Finnish replication. Look at the point estimates – all are <1, just like in the total population. OK, most of them are really, really trivial. Somewhat different for substance use. Maybe poverty does cause a small risk of this outcome (the rate is ~+1%/1000 Euros per year if I understand correctly), but you can’t even detect it reliably in a national population sample.
But the authors break these down by age at which family income is calculated and then even the trends disappear. I’m not sure how to interpret this. I also don’t understand how the confidence intervals are smaller for ages 10 and 15 than for the averages.
Currie & Tekin 2007 - Does Child Abuse Cause Crime?
This is an economist paper with Add Health twin data. The exposure is self-reported abuse and the outcome is crime based on administrative data. The authors worry more about the math then the design and while they do “twin fixed effects” they only use the proper MZ fixed effects once. The results are below. While they explain a lot into this, the results are not that impressive, only armed robbery has a semi-believable <0.01 p-value in the MZ fixed model. But note that 1) all coefficients are positive and 2) not that different from ordinary twin fixed effects models.
Retrospective self-report measures of abuse are notoriously unreliable so I’m not sure if we can conclude that “abuse causes criminality”. But I don’t see how we can dismiss these effects as totally negative. Maybe it’s just that people who committed crimes are more BPD/psychopathic regardless of genetics and more likely to complain about abuse, but there IS something here.
Two similar studies:
Dimwiddie 2000 - Early sexual abuse and lifetime psychopathology: A co-twin–control study
Nelson 2002 - Association Between Self-reported Childhood Sexual Abuse and Adverse Psychosocial Outcomes
All checked if co-twins who reported childhood sexual abuse (CSA) have worse mental health.
Dinwiddie:
Nelson:
Report rates are high, 6% of women and 2.5% of men in Dinwiddie and almost 16.7% of women and 5.4% of men. Because of the low rates of men, discordant pairs are rare. I don’t think these results should be taken at face value either (these abuse reports are not reliable) but there is definitely something here. All ORs are positive, even though the CIs are huge and neither effect is significant in Dinwiddie. People who report CSA also report other problems, and this is not just genetics! A telling example of what is going on, however, I think is the case of OR for rape in Nelson. You could come up with a causal explanation for other outcomes (“the trauma from CSA increases the risk of suicide/depression”) but why would being abused as a child increase your chance of being raped? Correlated biases in the reports are IMO a better explanation.
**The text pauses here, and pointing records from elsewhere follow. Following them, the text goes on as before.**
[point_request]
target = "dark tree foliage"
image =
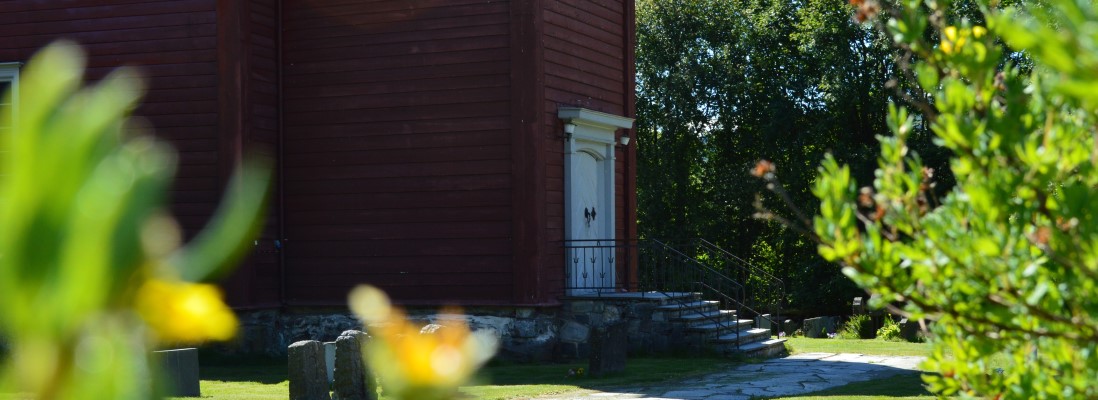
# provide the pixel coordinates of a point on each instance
(723, 84)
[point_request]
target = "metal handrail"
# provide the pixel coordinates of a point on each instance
(774, 284)
(667, 270)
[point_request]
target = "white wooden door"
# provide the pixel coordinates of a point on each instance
(591, 219)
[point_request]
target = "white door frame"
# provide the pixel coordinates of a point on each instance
(591, 134)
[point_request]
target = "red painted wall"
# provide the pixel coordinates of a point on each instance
(419, 144)
(174, 43)
(398, 150)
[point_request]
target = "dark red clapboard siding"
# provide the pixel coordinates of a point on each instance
(398, 215)
(401, 185)
(582, 12)
(419, 99)
(422, 126)
(572, 50)
(412, 60)
(413, 200)
(438, 109)
(340, 89)
(172, 43)
(313, 277)
(192, 31)
(383, 140)
(395, 142)
(403, 170)
(402, 231)
(399, 247)
(434, 33)
(392, 156)
(403, 295)
(419, 264)
(556, 59)
(73, 28)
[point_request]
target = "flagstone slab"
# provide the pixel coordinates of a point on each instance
(795, 375)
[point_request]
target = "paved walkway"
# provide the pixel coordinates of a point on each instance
(794, 375)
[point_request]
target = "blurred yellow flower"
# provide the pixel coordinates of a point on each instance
(183, 312)
(414, 365)
(952, 40)
(978, 32)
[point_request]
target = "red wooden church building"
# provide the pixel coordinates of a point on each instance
(443, 150)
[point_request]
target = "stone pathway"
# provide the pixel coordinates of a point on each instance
(794, 375)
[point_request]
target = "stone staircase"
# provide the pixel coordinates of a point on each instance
(705, 325)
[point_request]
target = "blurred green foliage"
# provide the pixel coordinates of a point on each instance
(1006, 260)
(83, 232)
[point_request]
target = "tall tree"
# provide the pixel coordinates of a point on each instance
(724, 84)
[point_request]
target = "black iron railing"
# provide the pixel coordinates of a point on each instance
(765, 293)
(671, 270)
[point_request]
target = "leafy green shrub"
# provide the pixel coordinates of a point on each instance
(889, 331)
(92, 268)
(1006, 262)
(858, 326)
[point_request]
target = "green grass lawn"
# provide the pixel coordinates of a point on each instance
(861, 346)
(256, 378)
(908, 386)
(265, 378)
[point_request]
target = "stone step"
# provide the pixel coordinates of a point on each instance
(680, 297)
(675, 311)
(751, 335)
(726, 326)
(688, 306)
(698, 318)
(764, 350)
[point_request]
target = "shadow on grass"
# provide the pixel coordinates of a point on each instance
(268, 370)
(638, 370)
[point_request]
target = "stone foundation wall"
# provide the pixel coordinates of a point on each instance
(525, 334)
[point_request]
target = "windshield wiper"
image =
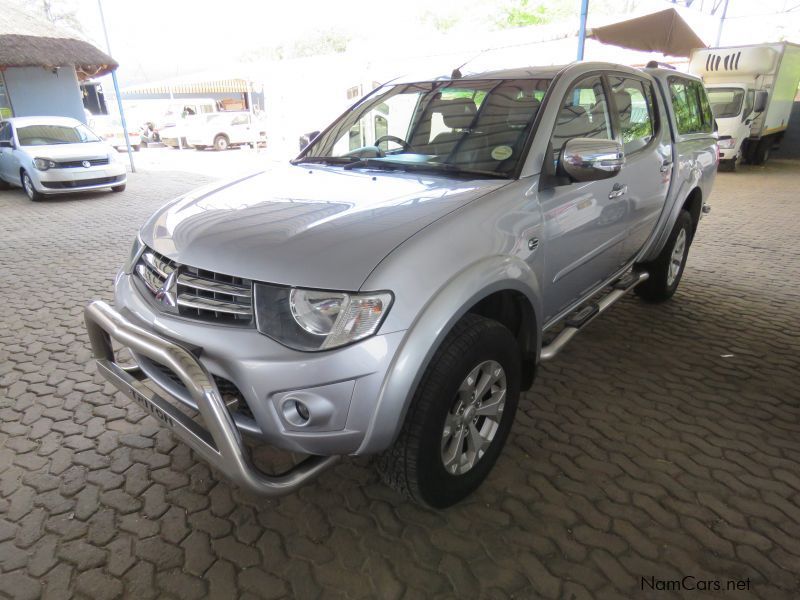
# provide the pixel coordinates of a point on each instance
(409, 167)
(325, 160)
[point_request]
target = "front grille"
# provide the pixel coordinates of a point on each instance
(196, 293)
(74, 164)
(64, 185)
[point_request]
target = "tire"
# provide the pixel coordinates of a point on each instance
(415, 465)
(221, 142)
(29, 189)
(667, 269)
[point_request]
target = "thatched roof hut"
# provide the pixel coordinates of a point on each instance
(28, 41)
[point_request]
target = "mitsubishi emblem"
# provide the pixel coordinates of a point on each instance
(168, 293)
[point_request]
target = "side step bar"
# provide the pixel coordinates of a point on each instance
(586, 314)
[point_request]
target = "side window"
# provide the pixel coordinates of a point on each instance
(584, 113)
(692, 110)
(634, 102)
(381, 126)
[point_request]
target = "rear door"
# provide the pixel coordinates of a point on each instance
(648, 156)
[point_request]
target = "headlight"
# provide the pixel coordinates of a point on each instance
(43, 163)
(133, 257)
(315, 319)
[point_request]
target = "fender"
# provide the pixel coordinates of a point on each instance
(423, 338)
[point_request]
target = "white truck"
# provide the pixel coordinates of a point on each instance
(751, 90)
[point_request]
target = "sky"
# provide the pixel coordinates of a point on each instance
(161, 39)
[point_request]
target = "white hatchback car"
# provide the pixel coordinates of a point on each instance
(56, 155)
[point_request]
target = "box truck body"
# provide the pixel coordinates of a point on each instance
(751, 89)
Finally, an interesting paper on self-reports: Misheva 2016 – What Determines Emotional Well-Being? The Role of Adverse Experiences: Evidence Using Twin Data
There are quite many Australian twins in this sample. Self-reports of happiness are related to things similar in MZ comparisons than in the general sample. Being married and better educated, reporting good health improved but low income reduced happiness.
Population effects of traumatic events go away in MZ comparisons (but the effect sizes are mostly retained, this is mostly a power issue!) but a cool thing the authors do is that they separate recent traumas (<1 year) from older ones. That way, recent traumas seem to affect happiness reports even in MZs but older traumas don’t.
There are probably very real environmental effects on self-reports!